Alex is the Founder and CEO of The Optimum Health Clinic (OHC), one of the world’s leading integrative medicine clinics with a team of 20 full time practitioners supporting thousands of patients in 50+ countries. Alex and the research team at OHC have published research in a number of leading... Read More
- Get to the bottom of how your nervous system affects your immune system
- Understand why people engage in maladaptive stress responses such as binge eating and substance abuse
- Unwrap how resetting the nervous system can support your healing
Keesha Ewers, PhD, ARNP-FNP-C, AAP, IFM-C
Welcome back to the Reverse Autoimmune Disease Summit: Healing Your Energy Body. I’m Dr. Keesha Ewers, and I’m really delighted to bring you a colleague who is doing some great work in the world of healing your energy body.
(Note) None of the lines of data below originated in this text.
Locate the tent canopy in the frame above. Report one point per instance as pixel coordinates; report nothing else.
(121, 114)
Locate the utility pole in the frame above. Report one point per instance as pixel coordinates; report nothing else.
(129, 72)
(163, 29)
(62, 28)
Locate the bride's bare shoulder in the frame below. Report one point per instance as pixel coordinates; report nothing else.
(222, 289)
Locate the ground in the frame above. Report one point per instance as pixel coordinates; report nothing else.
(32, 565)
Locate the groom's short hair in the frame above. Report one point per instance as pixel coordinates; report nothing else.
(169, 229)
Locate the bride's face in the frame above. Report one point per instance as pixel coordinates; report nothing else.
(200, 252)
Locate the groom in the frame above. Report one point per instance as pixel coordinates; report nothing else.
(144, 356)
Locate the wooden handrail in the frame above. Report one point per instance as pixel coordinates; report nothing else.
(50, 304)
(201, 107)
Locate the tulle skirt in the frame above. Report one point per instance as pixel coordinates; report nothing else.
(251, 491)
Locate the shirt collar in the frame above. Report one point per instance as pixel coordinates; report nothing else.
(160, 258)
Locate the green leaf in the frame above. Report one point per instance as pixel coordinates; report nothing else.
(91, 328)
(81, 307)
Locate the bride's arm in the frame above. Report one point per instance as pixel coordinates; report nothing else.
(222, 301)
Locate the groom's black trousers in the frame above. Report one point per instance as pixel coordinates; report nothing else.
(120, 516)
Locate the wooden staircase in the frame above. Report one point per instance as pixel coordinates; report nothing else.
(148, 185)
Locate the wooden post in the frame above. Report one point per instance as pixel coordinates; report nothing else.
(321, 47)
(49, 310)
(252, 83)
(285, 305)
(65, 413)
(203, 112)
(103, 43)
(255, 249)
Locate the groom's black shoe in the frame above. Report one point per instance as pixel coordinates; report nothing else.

Alex Howard is founder and chairman of the Optimum Health Clinic, one of the world’s leading integrative medicine clinics, specializing in fatigue. He’s published academic research in publications such as the “British Medical Journal Open” and “Psychology and Health”, and is the author of “Why Me?: My Journey From ME “to Health and Happiness”, and, “Decode Your Fatigue: “A Clinically Proven 12-Step Plan to Increase Your Energy, “Heal Your Body, and Transform Your Life.” Alex’s creator of the Therapeutic Coaching Methodology, and since March of 2020 has been documenting his therapeutic work with real life patients via his in therapy with Alex Howard YouTube series. In the last few years, he’s created some of the largest online conferences in the health, mind, body markets, including the Fatigue Super Conference and the Trauma Super Conference. Welcome to the summit, Alex.
Alex Howard
Thank you so much for having, Keesha. I’m really happy to be here.
Keesha Ewers, PhD, ARNP-FNP-C, AAP, IFM-C
So always I start off these interviews with asking how you came to specialize in what you do in the world. These days, we all have a story and I would love to hear yours and have you share it with our audience?
Alex Howard
Well, I think like a lot of people, this wasn’t my original life I had. I think my parents’ aspiration was probably that I’d become an accountant, and my aspiration was to become a rockstar, and we both failed. I found myself around the time I turned 16 years old suffering from quite suddenly quite severely debilitating fatigue symptoms. And when like, of course, anyone does in that situation, went and saw my general practitioner, general physician, and was told, You probably have a virus. This may take a month or two. And at the time it was super frustrating. I just finished a big set of exams that you do when you’re 16 here in the UK, and I had all kinds of ambitions of things that I wanted to do that summer. And I spent pretty much the whole summer in bed resting. And a few months became a few more months. And I then went back to the doctor. And my grandmother who knew more than I did ended up saying, do you think this could be ME or chronic fatigue syndrome? And I was told that it may be, and it may be six months to get back to recovery. And I remember at the time, six months sounded like a life sentence. Six months ended up being a seven year journey. And the first couple of years of that was being dragged around to see various experts, some medical, some non-medical, some genius, some crazy, some I wasn’t quite sure which they were, but there wasn’t really any fundamental answers. And as probably we’ll get into in this conversation, I wasn’t anxious.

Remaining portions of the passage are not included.